BloggingFrozenHeads.TV with Robin Hanson

You'll find it here.  Robin is awesome, as usual, and that is why I am grinning throughout.  The topics are (among others):

Agreeing to Disagree

Tyler vs. Robin on the merits of cryonics (12:23)

Does fiction weaken your grasp of reality? (06:52)

Are economists evil? (12:10)

How to estimate the value of a person’s life (06:04)

Will prediction markets ever really take off? (08:06)

Has fame made Tyler boring? (02:27)

Addendum: Robin and his readers comment here.


I think the inability to "fudge" the results of prediction markets is fatal to the chances of them every being widely adopted. This isn't simply a matter of them not delivering the results that decision makers want ex ante. Even assuming that prediction markets are more accurate than other sorts of forecasting, they aren't going to be correct 100% of the time, and when it does deliver bad results the normal ways of defusing blame won't be available to it the way they are to politicians or C.E.O's. If a politician advocates a particular policy that turns out to be a disaster, he has a large incentive to shift the blame elsewhere, either by minimizing his role in the decision, blaming the bad results on other actors, claiming that things otherwise would have been even worse, etc. He will also have personal connections and loyalty that he can rely on to weather the storm. In a futarchy, by contrast, none of these methods are available, which means that the full blame for even mistakes will fall on the process itself.

Is signaling like Conspicuous Consumption? Where can I read about it? By the way, my brother is a graduate of MIT, getting his PhD in Cognitive Linguistics, but he was also an officer on an attack sub. I ask him questions about being on a sub because I'm going to write a novel, if I live long enough, about a writer who served on a sub. Anyway, according to my brother and friends of his who served on his sub, Battlestar Gallactica is much more realistic about what it's like to be on a sub than so-called "realistic" shows that show life on a submarine.

The jackalope just swam in from Atlantis, unicorn horn in its mouth.

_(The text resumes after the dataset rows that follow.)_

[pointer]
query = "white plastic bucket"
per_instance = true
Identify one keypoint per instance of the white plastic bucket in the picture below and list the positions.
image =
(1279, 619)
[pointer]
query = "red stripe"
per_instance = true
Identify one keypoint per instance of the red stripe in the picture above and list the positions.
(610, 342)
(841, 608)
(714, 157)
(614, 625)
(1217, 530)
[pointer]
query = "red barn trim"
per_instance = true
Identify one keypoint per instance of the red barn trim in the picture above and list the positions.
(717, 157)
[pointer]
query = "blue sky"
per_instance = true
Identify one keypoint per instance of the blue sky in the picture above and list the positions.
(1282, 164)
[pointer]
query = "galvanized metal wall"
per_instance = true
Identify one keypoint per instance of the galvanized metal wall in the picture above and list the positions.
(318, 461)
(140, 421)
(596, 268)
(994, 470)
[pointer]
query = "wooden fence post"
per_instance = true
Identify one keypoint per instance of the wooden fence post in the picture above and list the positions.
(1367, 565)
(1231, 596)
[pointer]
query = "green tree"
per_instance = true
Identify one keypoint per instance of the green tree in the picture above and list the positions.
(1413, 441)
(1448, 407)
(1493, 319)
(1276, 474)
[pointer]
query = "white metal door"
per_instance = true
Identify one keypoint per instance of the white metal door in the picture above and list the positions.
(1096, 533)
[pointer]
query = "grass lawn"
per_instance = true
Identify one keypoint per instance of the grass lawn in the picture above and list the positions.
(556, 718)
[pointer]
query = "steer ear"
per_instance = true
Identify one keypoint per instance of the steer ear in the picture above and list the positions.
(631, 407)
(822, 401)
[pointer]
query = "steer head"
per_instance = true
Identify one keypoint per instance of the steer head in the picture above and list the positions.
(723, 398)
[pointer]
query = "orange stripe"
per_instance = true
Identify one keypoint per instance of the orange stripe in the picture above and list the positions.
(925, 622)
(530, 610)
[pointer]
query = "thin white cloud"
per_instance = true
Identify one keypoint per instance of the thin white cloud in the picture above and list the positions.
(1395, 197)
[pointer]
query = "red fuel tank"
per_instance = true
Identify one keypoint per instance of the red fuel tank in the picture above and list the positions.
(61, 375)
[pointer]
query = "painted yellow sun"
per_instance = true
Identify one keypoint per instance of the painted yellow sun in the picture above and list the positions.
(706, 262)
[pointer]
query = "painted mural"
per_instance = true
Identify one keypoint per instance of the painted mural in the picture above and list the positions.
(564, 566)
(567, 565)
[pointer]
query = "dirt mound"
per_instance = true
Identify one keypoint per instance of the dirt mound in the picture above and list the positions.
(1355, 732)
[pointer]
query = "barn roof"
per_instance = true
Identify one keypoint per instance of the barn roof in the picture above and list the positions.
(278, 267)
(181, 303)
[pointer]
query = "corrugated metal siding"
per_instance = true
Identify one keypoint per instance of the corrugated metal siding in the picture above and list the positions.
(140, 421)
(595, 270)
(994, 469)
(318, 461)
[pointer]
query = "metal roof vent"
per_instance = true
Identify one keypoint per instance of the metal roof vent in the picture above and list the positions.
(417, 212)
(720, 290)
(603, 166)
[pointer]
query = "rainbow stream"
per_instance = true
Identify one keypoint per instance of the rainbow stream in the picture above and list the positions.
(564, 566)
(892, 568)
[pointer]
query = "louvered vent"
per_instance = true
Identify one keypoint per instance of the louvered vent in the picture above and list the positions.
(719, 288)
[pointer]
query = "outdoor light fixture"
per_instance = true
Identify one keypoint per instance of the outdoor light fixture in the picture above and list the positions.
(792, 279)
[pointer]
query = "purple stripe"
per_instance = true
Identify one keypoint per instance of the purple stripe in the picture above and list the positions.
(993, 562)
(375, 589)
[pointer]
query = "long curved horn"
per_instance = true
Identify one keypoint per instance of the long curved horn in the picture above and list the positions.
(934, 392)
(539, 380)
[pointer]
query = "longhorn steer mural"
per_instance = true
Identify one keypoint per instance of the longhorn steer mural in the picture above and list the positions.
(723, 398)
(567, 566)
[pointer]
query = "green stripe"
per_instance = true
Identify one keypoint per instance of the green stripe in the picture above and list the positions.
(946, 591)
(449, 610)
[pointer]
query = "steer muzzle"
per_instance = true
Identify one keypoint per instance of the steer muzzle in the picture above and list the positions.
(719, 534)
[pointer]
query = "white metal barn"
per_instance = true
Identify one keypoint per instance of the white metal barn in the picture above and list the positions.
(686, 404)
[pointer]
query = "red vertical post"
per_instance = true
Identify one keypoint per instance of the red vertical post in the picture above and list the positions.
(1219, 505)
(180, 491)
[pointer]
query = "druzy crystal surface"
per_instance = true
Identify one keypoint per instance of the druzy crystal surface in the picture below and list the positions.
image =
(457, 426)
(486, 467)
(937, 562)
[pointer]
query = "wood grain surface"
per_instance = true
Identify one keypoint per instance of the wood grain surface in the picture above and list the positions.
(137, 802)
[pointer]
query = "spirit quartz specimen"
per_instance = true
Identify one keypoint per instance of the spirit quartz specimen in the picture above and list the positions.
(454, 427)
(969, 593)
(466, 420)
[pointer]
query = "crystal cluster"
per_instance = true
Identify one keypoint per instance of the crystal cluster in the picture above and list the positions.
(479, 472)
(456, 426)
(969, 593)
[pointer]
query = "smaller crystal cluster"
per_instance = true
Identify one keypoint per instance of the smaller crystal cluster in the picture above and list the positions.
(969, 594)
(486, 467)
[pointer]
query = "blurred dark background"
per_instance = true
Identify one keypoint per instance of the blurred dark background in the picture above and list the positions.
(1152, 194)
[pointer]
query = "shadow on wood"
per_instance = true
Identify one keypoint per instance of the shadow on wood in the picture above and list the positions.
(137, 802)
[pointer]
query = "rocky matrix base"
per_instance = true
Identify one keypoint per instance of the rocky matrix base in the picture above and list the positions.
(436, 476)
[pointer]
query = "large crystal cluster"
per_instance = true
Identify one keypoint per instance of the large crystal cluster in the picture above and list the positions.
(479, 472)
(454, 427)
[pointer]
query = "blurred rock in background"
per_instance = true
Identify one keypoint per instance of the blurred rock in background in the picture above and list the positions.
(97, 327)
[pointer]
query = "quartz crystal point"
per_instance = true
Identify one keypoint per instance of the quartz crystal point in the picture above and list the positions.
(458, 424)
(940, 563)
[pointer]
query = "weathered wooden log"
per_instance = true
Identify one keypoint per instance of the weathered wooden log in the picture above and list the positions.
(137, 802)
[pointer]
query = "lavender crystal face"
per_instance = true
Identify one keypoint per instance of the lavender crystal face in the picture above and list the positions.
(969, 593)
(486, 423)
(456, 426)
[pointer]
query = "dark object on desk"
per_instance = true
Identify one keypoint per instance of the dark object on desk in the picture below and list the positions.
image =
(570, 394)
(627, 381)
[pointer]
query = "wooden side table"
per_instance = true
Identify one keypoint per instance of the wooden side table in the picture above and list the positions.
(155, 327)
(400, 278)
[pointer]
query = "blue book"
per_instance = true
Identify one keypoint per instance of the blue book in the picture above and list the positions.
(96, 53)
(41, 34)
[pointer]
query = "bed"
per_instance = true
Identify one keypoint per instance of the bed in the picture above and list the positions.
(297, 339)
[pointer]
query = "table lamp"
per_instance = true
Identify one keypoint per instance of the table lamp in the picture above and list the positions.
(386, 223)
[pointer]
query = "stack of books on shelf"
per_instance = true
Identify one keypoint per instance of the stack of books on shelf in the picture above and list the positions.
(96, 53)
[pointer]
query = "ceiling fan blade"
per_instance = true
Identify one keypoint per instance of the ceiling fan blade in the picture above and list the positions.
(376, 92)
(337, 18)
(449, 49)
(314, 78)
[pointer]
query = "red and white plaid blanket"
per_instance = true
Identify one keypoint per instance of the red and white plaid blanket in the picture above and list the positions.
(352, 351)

I was gonna give up all my vices and go find a job tomorrow, but it looks like one last worthless evening to savor this one.

Having watched three segments - value of life, are economists evil, and fiction - I score it:

Two rounds heavily for Tyler. "Fiction" round an unimpressive draw.

At times I found it difficult to keep up with Tyler, probably more my fault than his, so I apologize if I am misrepresenting his position, but it sounded to me as if he was advancing the position that since intuitive bias was unavoidable on some level, no one could offer the specific processes that they followed to reach their conclusions as evidence of their superior rationality. That doesn't seem right to me. Is that what he was saying?

Not to be down on you at all, but for your information, you lost me at 44 minutes.

If becoming influential requires you to adopt more conventional opinions, then are you really becoming influential?

Yes, I agree with Rasch. It's as if Tyler has never heard of IVF. He doesn't really evaluate any arguments seriously but just dismisses cryonics as if his intuition is enough.

But of course it rarely is. However, it's convenient, so he tries to slide by on it as if we in audience were stupid and wouldn't catch it. As for Hanson, he presented a weak counter-argument, his deference overwhelmed him or he is himself losing his conviction. Possibly both.

One of the criticisms against economists is that they treat the results they generate from their model of reality as if it should be the default position that needs to be defeated for an alternative to be undertaken.

Who doesn't treat their own ideas this way?